Do sonho ao pesadelo: moradores contam como vão parar em uma ocupação

  • Por Matheus Meirelles/Jovem Pan
  • 15/05/2018 11h19 - Atualizado em 15/05/2018 11h30
Agência Brasil Alta do IGP-M em maio foi forçada pela nova valorização das commodities Atualmente, 45.800 famílias vivem espalhadas em 206 ocupações, entre terrenos, cortiços e prédios de São Paulo

Duas pessoas com origens, histórias e caminhos diferentes, mas que acabaram na mesma situação.

Daniella Neves, baiana de Salvador, saiu da cidade natal com objetivo de arrumar um emprego. Com um filho pequeno, morou de aluguel nos primeiros meses até que ficou sem trabalho. Com pouco dinheiro, teve medo de viver nas ruas.

De outro lado, um refugiado com formação acadêmica e boa posição social, que teve que fugir da ditadura que tomou conta do país em que nasceu na África. Com o objetivo de prosperar em outro continente, viajou ao Brasil.

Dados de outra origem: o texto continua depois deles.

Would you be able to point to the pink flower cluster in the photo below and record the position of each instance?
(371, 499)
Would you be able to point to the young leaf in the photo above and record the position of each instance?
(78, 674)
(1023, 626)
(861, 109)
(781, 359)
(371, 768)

O que de fato existe em comum entre essas duas pessoas? Elas tiveram como alternativa de moradia ocupações em prédios abandonados de São Paulo.

Daniella vive na Ocupação Nove de Julho, na região central da capital paulista. Lá, paga mensalidades de R$ 200,00 para manutenção do local, que segundo ela, estava bastante deteriorado. Hoje, o espaço tem biblioteca, marcenaria, cozinhas e banheiros coletivos, além de uma lista de regras bastante rígida.

A moradora da ocupação explicou que existem exceções, mas que o foco da organização não é o assistencialismo. “O Movimento não pode abrir para todos. Tem muita gente que quer continuar nessa situação de assistencialismo pela vida inteira. O que não é o meu caso. Os coordenadores têm a sensibilidade de perceber o tipo de pessoas que estão lidando”, revelou.

Já o refugiado africano, que não quis se identificar por segurança dos familiares, acabou indo parar na ocupação do edifício Wilton Paes de Almeida, que desabou no Largo do Paissandu. Ele se lembra claramente como foram os momentos de terror e desespero pouco antes do prédio cair. “A gente havia passeado, voltamos para casa, cozinhamos, comemos e dormimos. Mas de repente gritos de ‘sai, sai, fogo, sai…’ É um susto, né”, indagou.

O refugiado teve tempo de pegar os documentos, um computador, e as mãos do filho de um ano e da esposa. Minutos depois, o edifício Wilton Paes de Almeida ruiu.

Já Daniella disse que perdeu o chão quando recebeu a notícia da tragédia. Ao me receber no espaço que se instalou na ocupação Nove de Julho, ela também contou que convive todos os dias com o medo de ser surpreendida por uma reintegração de posse. ” A gente dorme e acorda com esse medo de pedido de reintegração. Mas o que nos tranquiliza um pouco mais é quando você participa de um movimento organizado, que tem assessoria técnica e jurídica. Isso fortalece”, declarou.

O refugiado, que agora vive em outra ocupação no Centro de São Paulo, diz que ainda tem medo de que uma nova tragédia ocorra devido à situação do local. Quando perguntei sobre as expectativas que tinha ao chegar a São Paulo, ele lamentou o choque de realidade. “É uma situação triste. A pessoa quando sai da África, e vem para cá, a intenção é começar uma vida melhor. Mas quando chega no Brasil encontra uma situação pior do que vivia. É um contraste”, afirmou.

Ele também contou que as mensalidades pagas no edifício que desabou variavam de R$ 100,00 a R$ 400,00, dependendo do espaço ocupado. Atualmente, 45.800 famílias vivem espalhadas em 206 ocupações, entre terrenos, cortiços e prédios da capital paulista.